I'm leaning toward one case wherein all avenues of evading the issue are covered. I don't have time, money, resources, or inclination to go thru this more than once. Only one short sentence stands between me and a new M4.
 
rabidgoldfish said:
As per caselaw, one can not be be charged with violating the NFA on post 86 guns.

The case is US vs. Rock Island Armory

http://www.cs.cmu.edu/afs/cs.cmu.edu/user/wbardwel/public/nfalist/rock_island.txt

http://en.wikipedia.org/wiki/Firearm_case_law

Wrong. One cannot be charged with violating Title 26 Section 5861. One can still be charged with violating 922(o). 922(o) simply replaces the tax payment requirement and the penalties for failing to register and pay the 200 dollars. Read the actual decision on findlaw, not a summary on wikipedia.

edit: Actually, I just looked at the link from cmu.edu and that has the complete text of the opinion. I suggest you read it.
 
file the paperwork that WILL be denied, and put up with what could be substantial annoyance from the whole process. Likewise for finding a CLEO to sign off the deal.

I applaud your efforts... Bypass the CLEO BS and incorporate. You get past one more hurdle that way. While you're getting a lot of attention here, you will soon find that we gunnies talk a good game, and we're especially good at critiquing the work of others on internet forums, but we don't often follow through. I have direct experience with this. :banghead: Ongoing, in fact.

I also submit to you that likely what ATF will do is not 'deny' your transfer, but simply not respond to your transfer. That avoids a pesky court defeat. What's more, the law (statutory) gives them complete discretion with regard to how much time they take to approve or deny a form. Unfortunately, again, for us, they not actually required to ever "deny" the transfer. They literally may keep re-cycling the form to the bottom of the stack. :scrutiny:


"but you can get an old expensive one" argument's stupidity into sharp relief

I don't mean to be insulting, so please don't take it that way. However, the world is divided into 2 groups.

1: Us.
2: Them.

You, are thinking like us. You have to think like them. The court will use any and all means necessary -by rule- to resolve a case without addressing a single constitutional issue.

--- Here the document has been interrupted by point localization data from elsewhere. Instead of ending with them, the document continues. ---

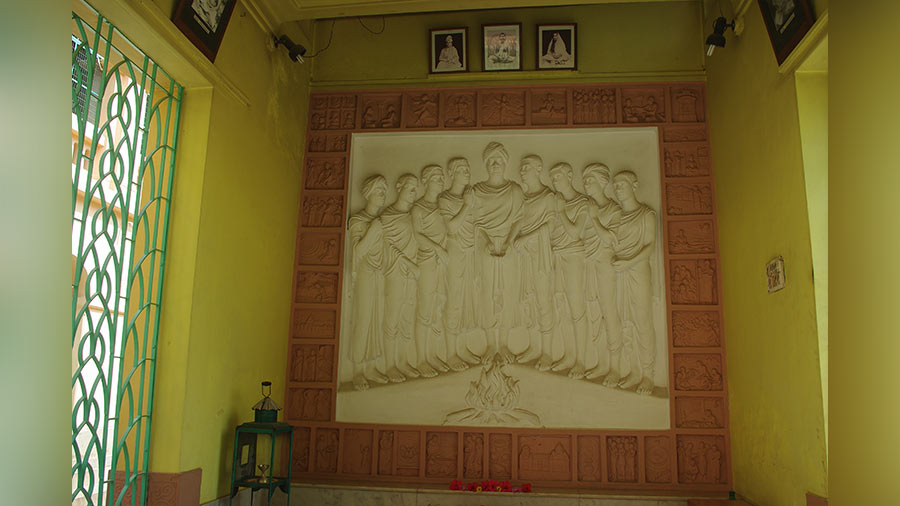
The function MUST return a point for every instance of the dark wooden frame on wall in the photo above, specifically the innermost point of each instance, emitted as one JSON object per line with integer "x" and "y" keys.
{"x": 207, "y": 43}
{"x": 784, "y": 43}
{"x": 326, "y": 450}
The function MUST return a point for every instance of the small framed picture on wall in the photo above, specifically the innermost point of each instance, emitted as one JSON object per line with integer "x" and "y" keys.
{"x": 787, "y": 22}
{"x": 502, "y": 47}
{"x": 448, "y": 50}
{"x": 556, "y": 47}
{"x": 203, "y": 22}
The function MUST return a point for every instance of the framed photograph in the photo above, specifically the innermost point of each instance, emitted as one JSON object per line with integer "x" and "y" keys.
{"x": 502, "y": 47}
{"x": 448, "y": 50}
{"x": 556, "y": 47}
{"x": 787, "y": 22}
{"x": 204, "y": 22}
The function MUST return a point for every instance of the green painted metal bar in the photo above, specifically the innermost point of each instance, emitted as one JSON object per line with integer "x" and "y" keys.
{"x": 124, "y": 169}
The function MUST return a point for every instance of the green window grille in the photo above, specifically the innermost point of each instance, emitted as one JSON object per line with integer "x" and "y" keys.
{"x": 125, "y": 114}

This is a "double edged sword" when you throw a "kitchen sink" case at the court, you give them more avenues out of reviewing the case on the grounds you want them to review it on. You have to look at a few court cases in detail and follow them through. You'll probably notice a pattern develop, or two. one is that more often than not, the government wins. Another is that the court will go to extreme measures to see that the government wins. You must think about your case like a court judge will, not how _we_ think your case should be presented. A judge will dive into the NFA law, have his clerks find transferrable M16 lowers and M4 uppers and report back, he will then issue a dismissal because you are able to procure a non prohibited arm of the same type.

<rant>
besides, the whole platform stinks anyway :neener:
</rant>

If you attempt to transfer something which didn't exist pre 5/19/86, you undercut this argument. So do you want the M4 or do you want to challenge the restrictions?
 
beerslurpy said:
Wrong. One cannot be charged with violating Title 26 Section 5861. One can still be charged with violating 922(o). 922(o) simply replaces the tax payment requirement and the penalties for failing to register and pay the 200 dollars. Read the actual decision on findlaw, not a summary on wikipedia.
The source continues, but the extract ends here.